Node Self-Healing
Function Introduction
After the user turns on the cluster, the user does not need to care about the node status during operation, and the self-healing module will automatically try to repair the node when it is abnormally down or other situations.
Start Self-Healing
After cluster initialization, the self-healing module is off by default, and the doctor is started manually in adbmgr.
postgres=# start doctor;
mgr_doctor_start
------------------
t
(1 row)
Thelist doctor command allows you to view.
postgres=# list doctor;
type | subtype | key | value | comment
-----------+-----------------+----------------+-------+--------------------------------------------------------------------------------------------------------------
PARAMETER | -- | enable | 1 | 0:false, 1:true.
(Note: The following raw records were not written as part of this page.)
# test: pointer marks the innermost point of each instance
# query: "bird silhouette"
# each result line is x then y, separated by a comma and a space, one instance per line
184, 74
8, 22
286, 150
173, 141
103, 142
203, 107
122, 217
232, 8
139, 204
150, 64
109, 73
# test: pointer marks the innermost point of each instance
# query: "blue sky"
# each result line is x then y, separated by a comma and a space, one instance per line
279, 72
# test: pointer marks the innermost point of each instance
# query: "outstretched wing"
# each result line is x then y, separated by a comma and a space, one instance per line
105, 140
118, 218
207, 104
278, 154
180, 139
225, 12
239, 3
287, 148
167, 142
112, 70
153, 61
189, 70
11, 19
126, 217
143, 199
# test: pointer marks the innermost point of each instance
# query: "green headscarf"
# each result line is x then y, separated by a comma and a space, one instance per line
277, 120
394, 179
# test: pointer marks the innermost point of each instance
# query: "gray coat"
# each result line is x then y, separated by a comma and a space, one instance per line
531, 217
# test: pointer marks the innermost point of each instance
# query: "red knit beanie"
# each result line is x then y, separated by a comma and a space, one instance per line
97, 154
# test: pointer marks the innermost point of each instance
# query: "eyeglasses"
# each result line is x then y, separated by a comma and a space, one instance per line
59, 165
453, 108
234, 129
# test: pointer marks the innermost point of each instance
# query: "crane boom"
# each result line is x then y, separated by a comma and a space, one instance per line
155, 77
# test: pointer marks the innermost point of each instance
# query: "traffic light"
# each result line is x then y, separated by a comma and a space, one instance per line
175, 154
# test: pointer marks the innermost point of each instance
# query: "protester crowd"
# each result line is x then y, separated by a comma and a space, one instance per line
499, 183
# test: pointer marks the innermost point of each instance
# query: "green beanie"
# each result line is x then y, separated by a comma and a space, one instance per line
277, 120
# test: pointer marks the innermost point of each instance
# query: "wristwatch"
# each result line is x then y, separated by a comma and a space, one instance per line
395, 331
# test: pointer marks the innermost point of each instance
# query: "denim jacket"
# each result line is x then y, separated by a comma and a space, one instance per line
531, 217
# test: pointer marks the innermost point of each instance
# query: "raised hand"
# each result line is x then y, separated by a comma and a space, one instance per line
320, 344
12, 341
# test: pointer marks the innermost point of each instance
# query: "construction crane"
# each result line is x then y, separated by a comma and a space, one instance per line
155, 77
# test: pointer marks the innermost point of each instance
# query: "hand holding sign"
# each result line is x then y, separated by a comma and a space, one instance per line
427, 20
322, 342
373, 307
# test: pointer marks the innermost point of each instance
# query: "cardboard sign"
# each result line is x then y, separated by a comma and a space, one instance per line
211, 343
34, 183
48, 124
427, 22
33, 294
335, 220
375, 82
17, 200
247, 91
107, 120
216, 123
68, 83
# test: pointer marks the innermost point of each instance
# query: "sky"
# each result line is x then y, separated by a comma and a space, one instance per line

If true, doctor processes will be launched, or else, doctor processes exit.
PARAMETER | -- | forceswitch | 0 | 0:false, 1:true. Whether force to switch the master/slave, note that force switch may cause data loss.
PARAMETER | -- | switchinterval | 30 | In seconds, The time interval for doctor retry the switching if an error occurred in the previous switching.
PARAMETER | -- | nodedeadline | 30 | In seconds. The maximum time for doctor tolerate a NODE running abnormally.
PARAMETER | -- | agentdeadline | 5 | In seconds. The maximum time for doctor tolerate a AGENT running abnormally.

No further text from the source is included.